If I go back to say the 2010 version, there is a tolerance shown using an image. I can't reproduce that image, but I can recreate it...
So the check is done at mid-day. with the hour hand lined up at 12, and the implication is that the red lines indicate the tolerance, although this is never explicitly stated. However on a previous image, they show the tolerance for the calendar jump the same way, which I know is +/- 10 minutes from other documents, and the red lines are shown at 11:50 and 12:10, so we can safely assume that the hand fitting tolerance is +/- 2 minutes based on that image.
So I went through the many revisions of this work instruction I have on file, and in 2020 the image changes. The red lines are gone. Now it just states to check the alignment at mid-day, and shows the hands lined up perfectly at 12.
So what to make of this? Hard to say, but the work instruction was updated in 2021 again, and the diagram still has no lines. Does this mean that Omega has no tolerance so anything goes? No, I would more likely assume this is some sort of error in the updating of the document, than an abandonment of all tolerances for hand fitting.
So when the OP was told that the hands being 3 minutes out were within tolerances, I'm not sure what tolerances the person he spoke to was referring to. The comment that a watchmaker apparently said, that it was "impossible" to line them up due to time train slack, is nonsense, as I and other watchmakers fit hands every day that line up properly. These are however most likely installed by a machine, so if the slack is not properly taken out of the time train, then the hands might be out even if they were 100% aligned with each other when they were installed.

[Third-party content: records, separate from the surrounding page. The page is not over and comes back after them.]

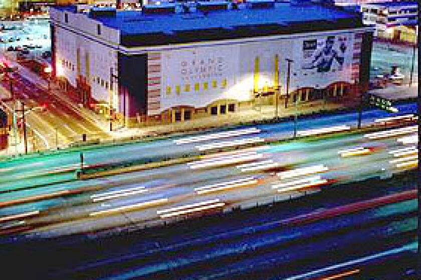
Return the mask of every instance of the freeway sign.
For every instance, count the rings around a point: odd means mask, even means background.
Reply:
[[[373,94],[369,94],[368,102],[370,105],[390,112],[396,112],[398,110],[392,105],[391,100]]]

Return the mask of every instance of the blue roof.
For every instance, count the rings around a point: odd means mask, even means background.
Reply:
[[[232,28],[242,26],[311,22],[352,18],[355,14],[334,8],[318,6],[285,5],[265,9],[223,10],[203,13],[143,14],[141,12],[118,11],[115,17],[96,18],[104,25],[126,34],[194,30],[213,28]]]
[[[416,6],[416,2],[415,1],[393,1],[386,2],[375,2],[373,3],[367,3],[368,4],[378,5],[386,7],[408,6],[411,5]]]
[[[119,30],[120,44],[127,46],[183,44],[364,26],[360,13],[337,6],[288,2],[278,2],[272,7],[258,6],[201,10],[186,13],[174,12],[173,10],[165,14],[151,14],[150,10],[148,12],[127,10],[110,13],[100,12],[92,13],[90,16],[106,26]],[[73,10],[69,8],[56,8],[76,12],[74,6]]]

If one can live with this misalignment or not is a personal thing. It's an easy fix, and if the OP has already the case back opened to remove debris, then having it opened again to reset the hands just isn't a big deal. A boutique watchmaker should be able to do this in literally a few minutes.
If the OP wants to pursue this, he just has to find the right person to talk to about it, who will not just say it's within tolerance and send him on his way. Like any other large corporation sometimes you have to work to get something resolved.